0

I have a set of synonyms for example like this:

big large large huge small little apple banana

Meaning big is a synonym for large, large is synonym for huge, small for little, apple for banana and vice versa(large is synonym for big, etc). Another thing is "big" is a synonym for "huge" and "huge" is a synonym for "big" because of indirect relationship via "large".

This should be something like thesaurus? But I'm not sure how the data structure should look.

choki1708
  • 33
  • 1
  • 8

2 Answers2

1

"Many different aspects of language have a natural representation as graphs.

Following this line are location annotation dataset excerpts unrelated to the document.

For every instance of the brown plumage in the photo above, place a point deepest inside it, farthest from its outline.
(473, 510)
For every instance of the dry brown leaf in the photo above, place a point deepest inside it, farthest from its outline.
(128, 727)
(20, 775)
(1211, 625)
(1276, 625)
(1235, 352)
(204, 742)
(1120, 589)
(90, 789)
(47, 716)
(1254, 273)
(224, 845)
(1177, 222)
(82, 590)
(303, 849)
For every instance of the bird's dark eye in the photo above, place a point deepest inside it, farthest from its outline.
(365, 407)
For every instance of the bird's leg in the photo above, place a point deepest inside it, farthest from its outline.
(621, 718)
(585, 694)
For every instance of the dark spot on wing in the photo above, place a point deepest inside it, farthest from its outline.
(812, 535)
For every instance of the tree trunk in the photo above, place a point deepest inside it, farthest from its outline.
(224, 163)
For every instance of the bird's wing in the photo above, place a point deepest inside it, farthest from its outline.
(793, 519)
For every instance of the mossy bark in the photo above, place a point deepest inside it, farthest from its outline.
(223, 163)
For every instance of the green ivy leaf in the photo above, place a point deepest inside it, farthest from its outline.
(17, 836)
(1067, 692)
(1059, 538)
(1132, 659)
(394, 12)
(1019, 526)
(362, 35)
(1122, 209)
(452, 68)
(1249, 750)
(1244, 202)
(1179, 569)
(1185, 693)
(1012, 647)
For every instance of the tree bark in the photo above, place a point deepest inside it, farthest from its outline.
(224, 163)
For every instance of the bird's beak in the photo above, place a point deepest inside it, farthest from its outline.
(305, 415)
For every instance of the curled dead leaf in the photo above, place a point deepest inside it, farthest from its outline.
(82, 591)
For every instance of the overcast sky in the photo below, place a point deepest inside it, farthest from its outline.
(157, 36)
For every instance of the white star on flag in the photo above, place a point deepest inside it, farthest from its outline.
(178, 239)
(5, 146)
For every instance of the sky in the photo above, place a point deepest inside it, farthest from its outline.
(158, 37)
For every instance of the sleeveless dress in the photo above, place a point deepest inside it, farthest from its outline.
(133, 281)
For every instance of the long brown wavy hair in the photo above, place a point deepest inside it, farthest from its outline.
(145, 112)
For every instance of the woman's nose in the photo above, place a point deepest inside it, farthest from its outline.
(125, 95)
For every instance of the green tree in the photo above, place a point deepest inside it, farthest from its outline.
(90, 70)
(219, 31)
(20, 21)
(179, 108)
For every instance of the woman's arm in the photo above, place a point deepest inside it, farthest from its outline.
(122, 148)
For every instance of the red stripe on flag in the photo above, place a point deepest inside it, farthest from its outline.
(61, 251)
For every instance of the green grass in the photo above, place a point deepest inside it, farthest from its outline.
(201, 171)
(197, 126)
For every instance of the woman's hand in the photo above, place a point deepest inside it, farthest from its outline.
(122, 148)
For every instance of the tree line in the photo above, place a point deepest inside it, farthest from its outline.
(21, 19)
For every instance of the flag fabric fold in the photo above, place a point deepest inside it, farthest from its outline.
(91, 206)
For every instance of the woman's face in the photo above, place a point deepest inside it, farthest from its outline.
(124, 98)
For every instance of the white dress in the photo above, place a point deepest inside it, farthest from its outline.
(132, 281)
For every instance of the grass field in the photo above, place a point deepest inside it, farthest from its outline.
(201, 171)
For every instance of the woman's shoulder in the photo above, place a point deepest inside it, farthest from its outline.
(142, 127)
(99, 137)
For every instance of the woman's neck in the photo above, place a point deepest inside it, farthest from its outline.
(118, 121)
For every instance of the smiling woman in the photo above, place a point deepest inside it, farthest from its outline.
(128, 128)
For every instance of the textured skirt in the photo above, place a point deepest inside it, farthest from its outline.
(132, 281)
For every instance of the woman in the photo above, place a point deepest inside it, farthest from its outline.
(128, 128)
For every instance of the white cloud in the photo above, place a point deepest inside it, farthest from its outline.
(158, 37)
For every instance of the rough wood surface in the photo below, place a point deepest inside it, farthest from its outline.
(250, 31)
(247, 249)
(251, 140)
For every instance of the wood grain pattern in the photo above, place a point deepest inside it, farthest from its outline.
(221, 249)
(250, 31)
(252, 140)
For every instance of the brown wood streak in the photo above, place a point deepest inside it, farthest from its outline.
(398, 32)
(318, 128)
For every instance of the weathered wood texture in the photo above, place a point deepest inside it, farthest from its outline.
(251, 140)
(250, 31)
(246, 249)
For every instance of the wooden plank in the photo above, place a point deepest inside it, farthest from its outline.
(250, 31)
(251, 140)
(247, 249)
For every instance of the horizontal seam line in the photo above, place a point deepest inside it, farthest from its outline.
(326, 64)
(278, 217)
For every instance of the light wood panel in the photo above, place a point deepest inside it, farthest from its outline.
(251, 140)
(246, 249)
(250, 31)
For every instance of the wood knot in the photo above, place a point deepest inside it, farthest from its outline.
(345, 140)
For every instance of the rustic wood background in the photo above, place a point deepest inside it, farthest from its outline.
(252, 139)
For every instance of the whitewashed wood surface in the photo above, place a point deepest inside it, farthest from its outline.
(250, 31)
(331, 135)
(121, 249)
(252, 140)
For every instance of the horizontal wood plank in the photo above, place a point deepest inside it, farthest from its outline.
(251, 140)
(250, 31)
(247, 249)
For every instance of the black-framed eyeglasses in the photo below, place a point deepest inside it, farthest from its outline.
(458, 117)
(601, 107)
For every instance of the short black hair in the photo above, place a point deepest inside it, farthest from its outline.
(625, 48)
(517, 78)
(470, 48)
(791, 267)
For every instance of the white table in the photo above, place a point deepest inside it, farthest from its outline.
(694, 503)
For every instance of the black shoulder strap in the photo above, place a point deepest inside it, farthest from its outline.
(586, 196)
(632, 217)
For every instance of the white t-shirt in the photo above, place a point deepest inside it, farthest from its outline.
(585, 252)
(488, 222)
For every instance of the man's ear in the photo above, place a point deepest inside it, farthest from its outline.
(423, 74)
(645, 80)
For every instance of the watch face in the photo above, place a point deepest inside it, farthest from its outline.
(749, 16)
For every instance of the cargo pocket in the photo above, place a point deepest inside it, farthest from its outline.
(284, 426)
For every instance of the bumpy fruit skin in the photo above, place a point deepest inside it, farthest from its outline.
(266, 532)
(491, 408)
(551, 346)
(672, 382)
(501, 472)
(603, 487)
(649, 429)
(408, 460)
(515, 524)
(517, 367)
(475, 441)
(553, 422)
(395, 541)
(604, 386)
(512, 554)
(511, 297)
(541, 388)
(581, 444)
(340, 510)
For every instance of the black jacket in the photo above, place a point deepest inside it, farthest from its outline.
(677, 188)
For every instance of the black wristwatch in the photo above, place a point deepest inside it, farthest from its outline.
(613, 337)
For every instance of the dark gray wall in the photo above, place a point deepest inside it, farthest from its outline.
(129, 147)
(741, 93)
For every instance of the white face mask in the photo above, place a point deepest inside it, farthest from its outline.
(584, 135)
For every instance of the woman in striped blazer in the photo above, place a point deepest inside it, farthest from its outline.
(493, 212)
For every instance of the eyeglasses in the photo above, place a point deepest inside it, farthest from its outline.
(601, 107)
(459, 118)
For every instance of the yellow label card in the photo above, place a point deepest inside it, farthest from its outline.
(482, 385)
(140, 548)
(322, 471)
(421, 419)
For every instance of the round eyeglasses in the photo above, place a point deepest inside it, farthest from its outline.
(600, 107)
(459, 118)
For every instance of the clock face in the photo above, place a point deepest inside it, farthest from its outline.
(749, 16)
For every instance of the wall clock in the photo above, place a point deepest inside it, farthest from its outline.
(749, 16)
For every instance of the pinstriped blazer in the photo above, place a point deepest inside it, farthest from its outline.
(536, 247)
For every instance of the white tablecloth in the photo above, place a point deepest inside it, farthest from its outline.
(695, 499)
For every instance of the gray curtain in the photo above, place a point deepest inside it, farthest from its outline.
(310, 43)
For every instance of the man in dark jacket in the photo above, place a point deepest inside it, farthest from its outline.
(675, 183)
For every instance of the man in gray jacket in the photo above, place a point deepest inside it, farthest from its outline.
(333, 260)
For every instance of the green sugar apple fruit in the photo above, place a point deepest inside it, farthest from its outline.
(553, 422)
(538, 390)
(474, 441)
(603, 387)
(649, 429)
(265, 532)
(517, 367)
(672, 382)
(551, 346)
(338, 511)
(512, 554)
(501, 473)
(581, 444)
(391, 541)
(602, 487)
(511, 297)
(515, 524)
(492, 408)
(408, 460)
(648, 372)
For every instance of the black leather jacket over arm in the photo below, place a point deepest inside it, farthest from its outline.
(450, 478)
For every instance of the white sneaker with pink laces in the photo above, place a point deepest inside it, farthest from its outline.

Graphs can also be used to describe how words relate to one another semantically. Within each word class, words are grouped into sets of synonyms, so-called synsets." - according to this article.

So, for an example synset for word 'banana' is (elongated crescent-shaped yellow fruit with soft sweet flesh) according to WordNet. Synsets are linked to one another by semantic relationships. So, you can find simmilar semantic synset for word 'apple' (fruit with red or yellow or green skin and sweet to tart crisp whitish flesh).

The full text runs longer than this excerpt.